Abstracts of Technical Articles from Bell System Sources (01 July 1932)
01 July 1932
Stations are nonisochronous and transmit different programs. A discussion of the characteristics of shared channel interference is given, and it is shown that there are only two important components of this interference, one being the carrier beat note and the other being what has been designated as side band noise. This latter consists of two frequency spectra, one of which is similar to the spectrum of the modulating frequencies of the undesired station but is shifted upward by a constant amount equal to the difference between the carrier frequencies. The other spectrum is of a similar type but is shifted downward in frequency by the same amount.
The Use of Thermionics in the Study of Adsorption of Vapours and Gases.2 JOSEPH A. BECKER Thermionic emission can be very useful in the study of adsorption phenomena. The primary reason is that very minute amounts of electropositive elements, such as caesium, barium, or thorium, or electronegative gases, such as oxygen, change the thermionic emission from surfaces of tungsten, platinum, molybdenum, etc., by very large factors and in a characteristic manner. They do this by changing the work function of the surface. This effect, as well as other surface effects, can be best explained by the adion grid theory: The adsorbed particles can exist on the surface either as adions (adsorbed ions) or as adatoms; the adions act like a positively charged, open meshed grid placed very close to the surface.

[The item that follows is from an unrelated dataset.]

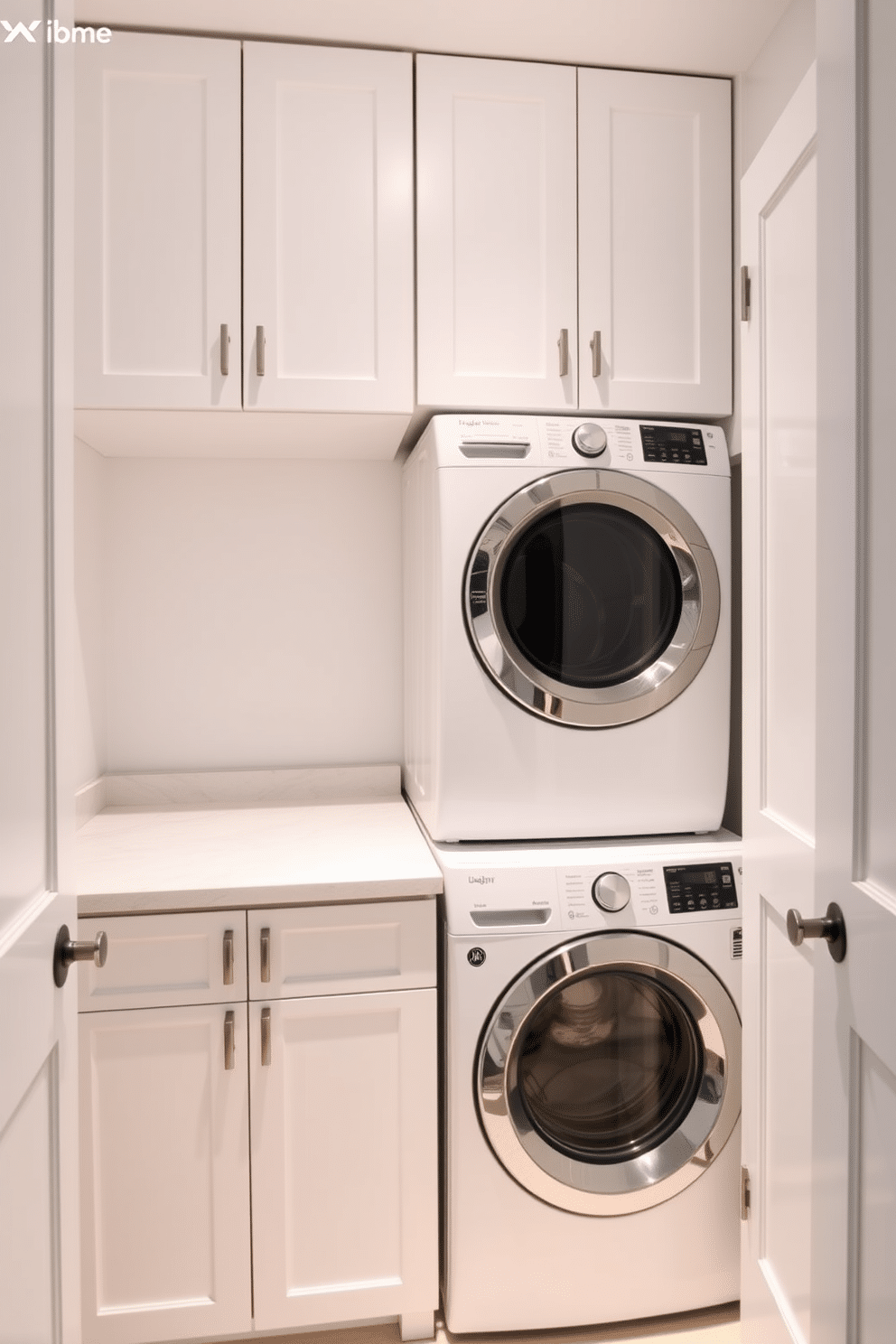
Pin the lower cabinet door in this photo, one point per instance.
(344, 1157)
(164, 1134)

From this theory and the experimental facts it follows: (1) That the ratio of adions to adatoms decreases as the surface concentration increases (Table I); (2) that the work required to remove an adion from the surface increases while the work to remove an adatom decreases as the surface concentration increases; (3) the mean life of an adsorbed particle depends on the surface concentration as well as on the temperature (Table I I ) ; (4) the rate of diffusion from the surface into the interior depends upon the temperature and on the amount by which the surface concentration exceeds its equilibrium value.